For German and an input of 1000 hours you should get better results. So you might have bad, in-congruent data or somehow your alphabet doesn’t represent Czech?

Maybe there is a good Czech dataset of 100 or so hours that you could use for training?

As for the early stop, that’s OK for your data, I wouldn’t expect miracles with more epochs, but you can change them with parameters if you want to.

My last post is about Common Voice English with the provided language model. Something must be wrong with my setup.

I haven’t run that, but I would guess you get down to about WER 0.15 in about 15 epochs without early stop.
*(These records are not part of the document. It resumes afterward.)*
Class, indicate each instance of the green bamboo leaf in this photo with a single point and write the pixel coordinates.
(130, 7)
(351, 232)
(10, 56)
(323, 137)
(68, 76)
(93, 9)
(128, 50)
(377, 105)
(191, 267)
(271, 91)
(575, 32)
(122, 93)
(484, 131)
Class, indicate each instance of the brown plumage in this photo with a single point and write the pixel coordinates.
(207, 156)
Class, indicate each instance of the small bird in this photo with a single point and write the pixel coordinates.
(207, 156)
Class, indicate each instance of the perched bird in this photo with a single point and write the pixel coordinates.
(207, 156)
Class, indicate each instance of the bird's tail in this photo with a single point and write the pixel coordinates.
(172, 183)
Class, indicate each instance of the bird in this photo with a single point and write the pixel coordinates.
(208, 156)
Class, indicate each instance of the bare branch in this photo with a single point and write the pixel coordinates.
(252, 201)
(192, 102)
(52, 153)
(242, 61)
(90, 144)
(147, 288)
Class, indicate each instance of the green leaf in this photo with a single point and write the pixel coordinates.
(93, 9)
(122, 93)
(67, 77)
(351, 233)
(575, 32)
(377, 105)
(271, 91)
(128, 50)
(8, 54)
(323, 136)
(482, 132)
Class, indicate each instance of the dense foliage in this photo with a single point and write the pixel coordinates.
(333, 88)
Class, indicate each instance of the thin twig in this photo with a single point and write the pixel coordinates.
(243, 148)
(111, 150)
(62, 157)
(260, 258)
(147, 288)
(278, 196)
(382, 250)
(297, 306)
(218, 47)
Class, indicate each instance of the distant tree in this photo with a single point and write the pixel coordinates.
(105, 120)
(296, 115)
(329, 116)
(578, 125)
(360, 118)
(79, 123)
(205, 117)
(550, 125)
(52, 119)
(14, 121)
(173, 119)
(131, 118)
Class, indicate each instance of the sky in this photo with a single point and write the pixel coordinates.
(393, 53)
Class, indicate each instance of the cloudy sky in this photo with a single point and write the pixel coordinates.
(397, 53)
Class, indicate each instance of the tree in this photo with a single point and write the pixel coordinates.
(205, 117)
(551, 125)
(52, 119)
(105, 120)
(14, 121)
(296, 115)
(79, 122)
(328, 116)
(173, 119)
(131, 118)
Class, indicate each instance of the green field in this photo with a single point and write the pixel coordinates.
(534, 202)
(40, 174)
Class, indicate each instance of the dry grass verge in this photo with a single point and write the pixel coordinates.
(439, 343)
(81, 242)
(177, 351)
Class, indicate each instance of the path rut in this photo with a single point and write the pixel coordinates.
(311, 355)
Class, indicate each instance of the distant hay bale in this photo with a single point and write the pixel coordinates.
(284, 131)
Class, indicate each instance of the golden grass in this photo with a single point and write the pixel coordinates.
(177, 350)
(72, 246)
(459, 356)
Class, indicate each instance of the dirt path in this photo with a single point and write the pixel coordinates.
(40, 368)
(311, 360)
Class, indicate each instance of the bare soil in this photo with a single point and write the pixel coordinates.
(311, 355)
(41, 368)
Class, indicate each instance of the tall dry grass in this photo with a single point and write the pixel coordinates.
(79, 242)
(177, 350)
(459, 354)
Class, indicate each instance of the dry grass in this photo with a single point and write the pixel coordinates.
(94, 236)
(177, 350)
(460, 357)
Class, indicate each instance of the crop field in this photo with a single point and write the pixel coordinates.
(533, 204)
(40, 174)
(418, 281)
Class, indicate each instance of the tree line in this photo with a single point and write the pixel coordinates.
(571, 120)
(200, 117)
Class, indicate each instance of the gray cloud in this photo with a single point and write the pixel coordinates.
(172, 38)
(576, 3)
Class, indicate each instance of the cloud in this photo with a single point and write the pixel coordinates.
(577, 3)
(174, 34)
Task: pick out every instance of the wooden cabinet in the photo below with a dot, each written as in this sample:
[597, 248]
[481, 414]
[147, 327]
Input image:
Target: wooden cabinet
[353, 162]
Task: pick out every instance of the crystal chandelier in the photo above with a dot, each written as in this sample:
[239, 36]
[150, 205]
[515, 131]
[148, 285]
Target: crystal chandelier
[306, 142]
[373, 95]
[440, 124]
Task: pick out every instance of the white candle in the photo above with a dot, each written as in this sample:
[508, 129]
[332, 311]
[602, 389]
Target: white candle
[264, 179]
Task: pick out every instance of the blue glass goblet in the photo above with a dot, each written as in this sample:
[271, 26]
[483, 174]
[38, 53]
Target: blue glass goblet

I would suggest you start over with an empty setup, usually I find something that I shouldn’t have done :slight_smile: What parameters did you call DeepSpeech with for that result?

./DeepSpeech.py \
    --alphabet_config_path "$ASRH/res/alphabet.txt" \
    --checkpoint_dir "$ASRH/temp/checkpoints" \
    --checkpoint_secs 900 \
    --dev_batch_size 80 \
    --dev_files "$ASRH/dev.csv" \
    --export_dir "$ASRH/model" \
    --lm_binary_path "$ASRH/data/lm/lm.binary" \
    --lm_trie_path "$ASRH/data/lm/trie" \
    --max_to_keep 3 \
    --summary_dir "$ASRH/temp/summaries" \
    --test_batch_size 80 \
    --test_files "$ASRH/test.csv" \
    --train_batch_size 100 \
    --train_files "$ASRH/train.csv"

You give no cudnn, learning rate nor dropout. I would take a much higher dropout like 0.25 and results should improve dramatically, standard learning rate should be fine, cudnn will speed up things.

What do you mean I give no CuDNN? I have configured CuDNN usage via environment variables. Do I have to specify some DeepSpeech options for proper CUDA use?

I think it is use_cudnn_rnn if I remember correctly, but that’s mainly for speed, not WER.

I was giving no such options and GPUs were clearly used, judging 1) from speed and 2) from the fact that the number of steps halved when I used two GPUs instead of 1. Now that I tried with the --use-cudnn_rnn option, I get an error No OpKernel was registered to support Op 'CudnnRNNCanonicalToParams'. Is this something I should dig into or is it fine to just continue without the option?

The dropout should give you much better results. You might even try values like 0.4 in a later run, depending on the dataset.

@lissyx should know whether --use-cudnn_rnn would give you much better results if you are already on GPU support. I haven’t trained without it for some time.